Justin pouted and peered out at the village, his head rocking slightly, as if unable to decide between a nod and a shake. “Try not being good down here,” he said. “Anyway, what about your bloke? You’ve been pretty quiet about him.”

Alex smiled with complex regret. “Actually there isn’t anyone. I was just teasing you.”

“Oh darling…” said Justin, with a comparably subtle pretence of concern.
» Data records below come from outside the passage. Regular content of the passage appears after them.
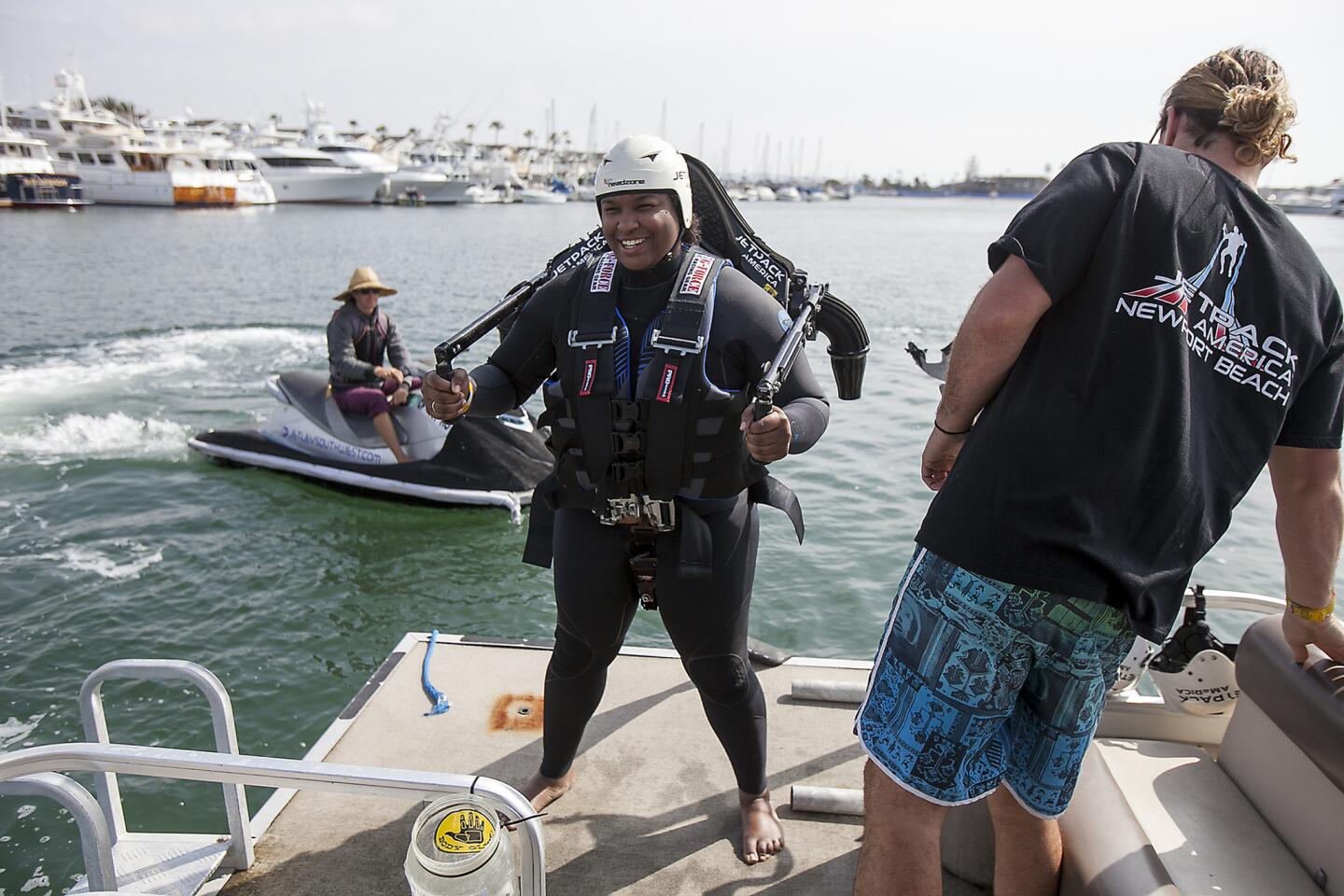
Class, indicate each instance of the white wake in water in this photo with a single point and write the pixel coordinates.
(85, 559)
(82, 436)
(165, 359)
(15, 733)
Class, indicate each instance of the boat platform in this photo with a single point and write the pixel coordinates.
(653, 809)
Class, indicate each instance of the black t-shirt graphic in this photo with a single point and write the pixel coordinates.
(1191, 329)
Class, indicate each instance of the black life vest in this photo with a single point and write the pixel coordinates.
(660, 428)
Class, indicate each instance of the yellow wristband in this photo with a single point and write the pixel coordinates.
(1312, 614)
(470, 394)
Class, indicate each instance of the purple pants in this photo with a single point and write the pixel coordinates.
(367, 399)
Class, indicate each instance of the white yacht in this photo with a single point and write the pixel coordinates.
(439, 158)
(210, 143)
(118, 161)
(305, 175)
(28, 176)
(396, 184)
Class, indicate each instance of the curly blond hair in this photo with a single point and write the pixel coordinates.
(1242, 93)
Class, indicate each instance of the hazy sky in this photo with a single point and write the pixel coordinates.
(888, 88)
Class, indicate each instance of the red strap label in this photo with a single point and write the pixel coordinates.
(589, 375)
(666, 383)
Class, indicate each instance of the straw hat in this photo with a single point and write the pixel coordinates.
(364, 278)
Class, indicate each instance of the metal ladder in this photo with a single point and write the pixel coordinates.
(180, 864)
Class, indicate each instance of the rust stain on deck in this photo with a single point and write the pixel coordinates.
(518, 712)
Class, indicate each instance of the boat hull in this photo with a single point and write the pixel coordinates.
(164, 189)
(344, 187)
(42, 189)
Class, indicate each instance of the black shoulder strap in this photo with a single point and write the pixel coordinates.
(592, 340)
(679, 344)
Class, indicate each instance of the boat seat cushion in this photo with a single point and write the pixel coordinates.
(1141, 801)
(1285, 749)
(307, 391)
(1307, 706)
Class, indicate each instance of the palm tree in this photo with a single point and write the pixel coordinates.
(119, 107)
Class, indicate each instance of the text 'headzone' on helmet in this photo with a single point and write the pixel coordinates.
(645, 164)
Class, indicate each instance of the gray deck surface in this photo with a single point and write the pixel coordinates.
(653, 810)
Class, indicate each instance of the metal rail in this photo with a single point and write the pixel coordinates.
(94, 841)
(265, 771)
(240, 855)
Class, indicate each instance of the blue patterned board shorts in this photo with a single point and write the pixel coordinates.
(980, 682)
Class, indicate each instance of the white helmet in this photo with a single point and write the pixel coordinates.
(645, 164)
(1195, 670)
(1132, 666)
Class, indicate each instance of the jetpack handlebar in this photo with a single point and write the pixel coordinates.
(576, 254)
(446, 352)
(819, 311)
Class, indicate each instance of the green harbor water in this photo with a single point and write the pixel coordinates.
(125, 330)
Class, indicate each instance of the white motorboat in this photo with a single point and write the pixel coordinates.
(118, 161)
(542, 196)
(1310, 201)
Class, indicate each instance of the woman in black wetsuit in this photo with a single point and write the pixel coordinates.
(648, 357)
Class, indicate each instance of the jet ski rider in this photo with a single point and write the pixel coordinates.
(357, 337)
(648, 357)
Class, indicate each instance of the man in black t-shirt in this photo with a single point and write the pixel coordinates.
(1154, 335)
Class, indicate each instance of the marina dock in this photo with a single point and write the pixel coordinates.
(653, 809)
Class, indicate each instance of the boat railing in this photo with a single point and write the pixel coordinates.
(222, 721)
(39, 771)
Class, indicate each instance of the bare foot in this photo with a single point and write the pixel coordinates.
(763, 835)
(543, 791)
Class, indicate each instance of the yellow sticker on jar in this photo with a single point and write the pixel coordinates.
(464, 831)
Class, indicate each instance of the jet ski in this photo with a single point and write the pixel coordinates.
(492, 461)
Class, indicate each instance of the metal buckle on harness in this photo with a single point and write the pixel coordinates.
(620, 510)
(623, 442)
(644, 565)
(677, 344)
(640, 510)
(576, 342)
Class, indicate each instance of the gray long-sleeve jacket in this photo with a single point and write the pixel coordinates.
(357, 343)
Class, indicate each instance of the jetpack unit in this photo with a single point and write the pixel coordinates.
(724, 232)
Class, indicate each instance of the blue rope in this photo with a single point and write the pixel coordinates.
(440, 699)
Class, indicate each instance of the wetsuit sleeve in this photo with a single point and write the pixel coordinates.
(397, 349)
(1058, 231)
(756, 327)
(525, 357)
(341, 352)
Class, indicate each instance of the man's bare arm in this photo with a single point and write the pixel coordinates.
(991, 337)
(1310, 525)
(989, 340)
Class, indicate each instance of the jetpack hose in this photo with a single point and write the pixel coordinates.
(848, 347)
(440, 699)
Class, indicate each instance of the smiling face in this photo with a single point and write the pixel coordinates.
(640, 227)
(366, 300)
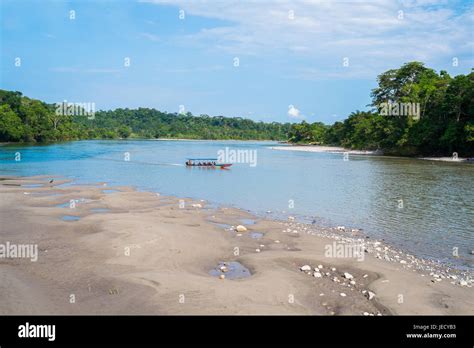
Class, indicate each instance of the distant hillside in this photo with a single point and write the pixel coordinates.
(28, 120)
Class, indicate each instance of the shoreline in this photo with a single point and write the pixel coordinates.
(172, 250)
(338, 149)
On their way down the hill, Alex slipped his arm through Justin’s, in a decorous way, or as if one of them at least was quite old, and when Justin’s smooth-soled shoes slid on the turf he caught at his wrist, they were almost hand-in-hand again for a second, then tumbled down together. They weren’t hurt, of course, but a moment of recovery seemed legitimate, and they lay there, arms under each other, Alex’s knee between his old boyfriend’s thighs, their trousers tugged up tight, as if the stone-age giant had lifted them by their belts from behind and flung them down. Alex was gazing at the sky, the depth of blue just beginning to silver and crumble. He turned his head slowly and with a little grimace which seemed to mock the wish that was making the pulse pluck in his neck; but Justin looked past him, as if meditating on something else. Alex half-lifted himself and kissed him unplayfully on the mouth; then struggled apart from him and stepped away with a breezy “Come on, let’s go.” He saw the lane that ran along the valley and climbed out towards London. He saw himself squealing through the villages on his way down here, in his optimistic old sports car. He glanced at Justin on the grass, still oddly expressionless, extending a hand so as to be helped up. The sun had left the garden by the time they came back, the birds were silent, but the flowers and bushes glowed with a brief intensity of colour against the neutral light. The time of day touched an old anxiety and loneliness in Alex, but Justin, who had been oppressively thoughtful on the downward walk, and seemed half-aggrieved, half-gratified by the intensity of the kiss, brightened up at the sight of the lit kitchen windows. He led Alex in from a back gate, past the greenhouse and an open shed where pale-ended logs were stacked. “That’s where we stack the wood,” he said. “When we’ve been wooding.” They came round the back of the cottage, where a relay of Tosca swirled out from the kitchen doorway and mingled for a moment with the colder music of the stream. Alex hung back outside the bright oblong and saw Robin, with a long whittled knife in his hand, stride towards Justin, who somehow slipped by, so that the kiss barely touched his cheekbone.

Alex lay in the bath with his hair sleeked back and his knees sticking out of the water. Justin had been in first, and the floor was wet, and there were arcs of scattered talcum-powder across it. There hadn’t been time for the tank to reheat properly, and Alex played with himself listlessly, and more for warmth than excitement. His thoughts ran back and forth between this evening and last year, with a choking sense of mystery, of some missed briefing, an explanation he had failed to understand and which would never be repeated. He knew he’d been told, but he couldn’t remember for the life of him why Justin wasn’t still his boyfriend. He looked across heavy-heartedly at the mingled soaps and cosmetics crowded round the basin, the muddle of crimson bath-towels, Robin’s running-shorts and vest kicked into a thoughtless ruck with Justin’s cast-off shorts, as if acting out their owners’ lusts without them. Above his rising and falling navel his sponge grounded itself and floated free, grounded and floated. He pulled himself up and reached out to the shelf for Justin’s favourite cologne, the squat decanter of Bulgari, and sprayed it upwards. When he leant into the costly mist it was instantly two years ago; and when he opened his eyes, his hopeless uncorrected feelings seemed to tingle around him in the scented air.